Known as Roden Crater, it stands 580 feet tall and nearly two miles wide. One of the tunnels that Turrell has completed is 854 feet long. When the moon passes overhead, its light streams down the tunnel, refracting through a six-foot-diameter lens and projecting an image of the moon onto an eight-foot-high disk of white marble below. The work is built to align most perfectly during the Major Lunar Standstill every 18.61 years. The next occurrence will be in April 2025. To calculate the alignment, Turrell worked closely with astronomers and astrophysicists. Because the universe is expanding, he must account for imperceptible changes in the geometry of the galaxy. He has designed the tunnel, like other features of the crater, to be most precise in about 2,000 years.
The first time I visited a Turrell skyspace, I didn’t even realize what I’d walked into. I was just wandering the grounds of the De Young Museum in San Francisco, and I find myself in a round dollop of a room, looking around trying to figure out why all of a sudden light seems to work differently.

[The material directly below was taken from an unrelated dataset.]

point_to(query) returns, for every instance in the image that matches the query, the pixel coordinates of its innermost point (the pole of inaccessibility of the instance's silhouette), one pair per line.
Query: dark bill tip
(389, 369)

This is a project I’ve heard about for a few years—my friend and occasional colleague Ed Finn taught a class on literature about light that got to engage a bit with Turrell. Then there was the infamous donation from Kanye West. It’s turned into a bit of a folk-tale among the Arizona arts scene, but now, reading this, I think I may have to mark 2025 on my calendar to make sure I can come visit.
There’s something very sci-fi about Turrell’s work, especially Roden Crater. Not like it’s inspired by sci-fi, but like it’s the kind of thing sci-fi creatives imagine might occupy a grand future civilization that really has its shit together. Except it’s happening right now.